# Cheese grapes TNT



## kadesma (Mar 10, 2011)

we are fond of these and will have some for Carsons Birthday party on Saturday. Beat together 1 8oz pack of cream cheese, 1- 8oz pack of grated sharp ceddar 1/2 cup of soft butter, 1 Tab. prepared mustard ,1/2 tea. of Worcestershire, fresh seedless grapes paprika chopped walnuts or pecans
for 50 appeys. mix alltogether cheeses, butter mustard, and worcestershire. With damp hands form mix around a single grape. Roll each ball in paprika and then in chopped nuts, chill eat and enjoy.
kadesma


----------



## tinlizzie (Mar 10, 2011)

These sound tasty. Would they be appropriate to take to an office where they might sit out or do they need refrigeration?  Thanks for a new cut-and-paste.

Liz


----------



## Kayelle (Mar 10, 2011)

That sounds like something really different Kades....a nice sweet surprise inside.  Yet *another* terrific idea!!


----------



## kadesma (Mar 10, 2011)

tinlizzie said:


> These sound tasty. Would they be appropriate to take to an office where they might sit out or do they need refrigeration?  Thanks for a new cut-and-paste.
> 
> Liz


They do get soft, but taste good but are best while cold. The kids love them as I do so if they get soft its ok.
kadesma


----------



## kadesma (Mar 10, 2011)

Kayelle said:


> That sounds like something really different Kades....a nice sweet surprise inside.  Yet *another* terrific idea!!


Thanks Kayelle
kades


----------



## taxlady (Mar 10, 2011)

I bet those would be good wrapped around an olive too.


----------



## kadesma (Mar 10, 2011)

taxlady said:


> I bet those would be good wrapped around an olive too.
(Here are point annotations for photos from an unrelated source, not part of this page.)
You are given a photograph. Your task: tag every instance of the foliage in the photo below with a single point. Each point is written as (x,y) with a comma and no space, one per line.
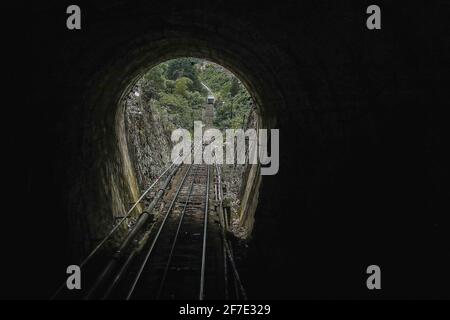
(177,93)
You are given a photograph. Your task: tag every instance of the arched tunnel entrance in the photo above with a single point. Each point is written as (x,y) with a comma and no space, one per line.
(354,129)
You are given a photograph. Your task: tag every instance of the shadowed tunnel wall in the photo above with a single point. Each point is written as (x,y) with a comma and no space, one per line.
(361,170)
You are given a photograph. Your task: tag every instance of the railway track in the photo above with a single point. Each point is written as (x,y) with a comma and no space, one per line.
(177,249)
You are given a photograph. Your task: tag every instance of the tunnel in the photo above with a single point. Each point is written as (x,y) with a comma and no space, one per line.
(361,177)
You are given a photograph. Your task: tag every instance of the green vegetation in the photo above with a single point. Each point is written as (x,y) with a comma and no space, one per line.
(177,94)
(233,102)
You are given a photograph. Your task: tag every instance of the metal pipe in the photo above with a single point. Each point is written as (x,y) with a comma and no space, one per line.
(98,246)
(205,229)
(169,210)
(172,249)
(130,236)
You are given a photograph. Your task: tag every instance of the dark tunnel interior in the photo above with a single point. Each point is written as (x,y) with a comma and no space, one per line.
(362,176)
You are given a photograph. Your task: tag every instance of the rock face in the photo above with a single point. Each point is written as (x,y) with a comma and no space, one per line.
(148,140)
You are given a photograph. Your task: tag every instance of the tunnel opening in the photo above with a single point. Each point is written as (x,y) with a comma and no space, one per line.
(134,145)
(174,94)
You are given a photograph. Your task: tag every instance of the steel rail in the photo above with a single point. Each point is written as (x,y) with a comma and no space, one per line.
(114,229)
(172,249)
(229,252)
(205,229)
(169,210)
(130,236)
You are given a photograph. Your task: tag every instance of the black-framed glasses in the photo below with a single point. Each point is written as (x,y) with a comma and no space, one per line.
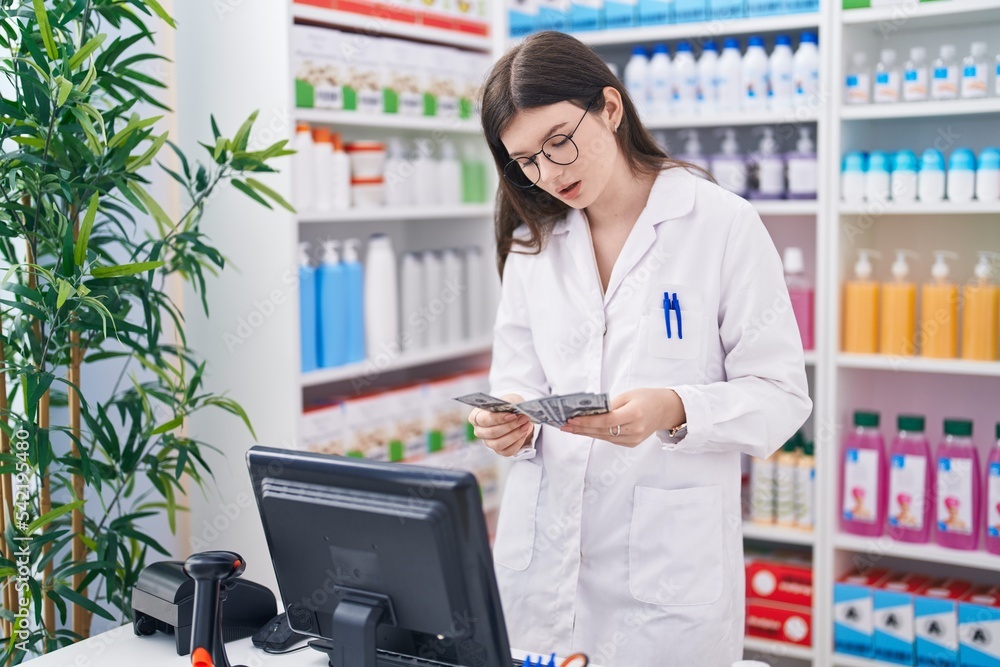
(560,149)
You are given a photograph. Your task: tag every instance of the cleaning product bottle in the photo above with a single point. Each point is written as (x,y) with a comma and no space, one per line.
(332,298)
(803,168)
(958,491)
(861,307)
(863,476)
(898,321)
(911,483)
(981,311)
(800,291)
(307,311)
(354,280)
(939,311)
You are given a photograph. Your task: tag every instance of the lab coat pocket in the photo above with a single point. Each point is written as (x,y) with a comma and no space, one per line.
(675,546)
(515,539)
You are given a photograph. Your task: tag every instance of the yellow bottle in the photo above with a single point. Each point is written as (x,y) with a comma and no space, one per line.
(861,308)
(981,313)
(939,312)
(899,310)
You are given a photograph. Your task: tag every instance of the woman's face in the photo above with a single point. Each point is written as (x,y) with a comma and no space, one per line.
(578,184)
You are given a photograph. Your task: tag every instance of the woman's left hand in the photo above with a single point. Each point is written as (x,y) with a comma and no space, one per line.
(634,416)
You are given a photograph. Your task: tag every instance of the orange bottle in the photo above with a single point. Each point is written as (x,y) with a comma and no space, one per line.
(981,313)
(861,308)
(898,322)
(939,312)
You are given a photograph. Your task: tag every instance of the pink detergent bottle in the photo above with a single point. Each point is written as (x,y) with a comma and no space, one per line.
(958,491)
(910,487)
(863,478)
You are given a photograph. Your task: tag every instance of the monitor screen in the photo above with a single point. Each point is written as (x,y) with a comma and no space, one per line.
(408,544)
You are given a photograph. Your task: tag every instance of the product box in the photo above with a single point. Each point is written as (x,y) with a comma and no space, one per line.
(853,623)
(892,605)
(979,628)
(935,619)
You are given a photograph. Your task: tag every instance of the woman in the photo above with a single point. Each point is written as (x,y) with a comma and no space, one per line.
(625,273)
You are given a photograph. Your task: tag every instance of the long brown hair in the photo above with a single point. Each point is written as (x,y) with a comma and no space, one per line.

I do too will give them a try and see.
kadesma


----------



## LAJ (Mar 15, 2011)

The grape recipe sounds tasty. I freeze my grapes a few hours before guests arrive. Place on a platter and they are crisp and fresh. Better than room temp or refrigerated.


----------



## kadesma (Mar 15, 2011)

LAJ said:


> The grape recipe sounds tasty. I freeze my grapes a few hours before guests arrive. Place on a platter and they are crisp and fresh. Better than room temp or refrigerated.


I have to agree with you. I love frozen grapes.
kadesma


----------



## mayhem7 (Mar 29, 2011)

Sounds really really nice.  Thank you for sharing.


----------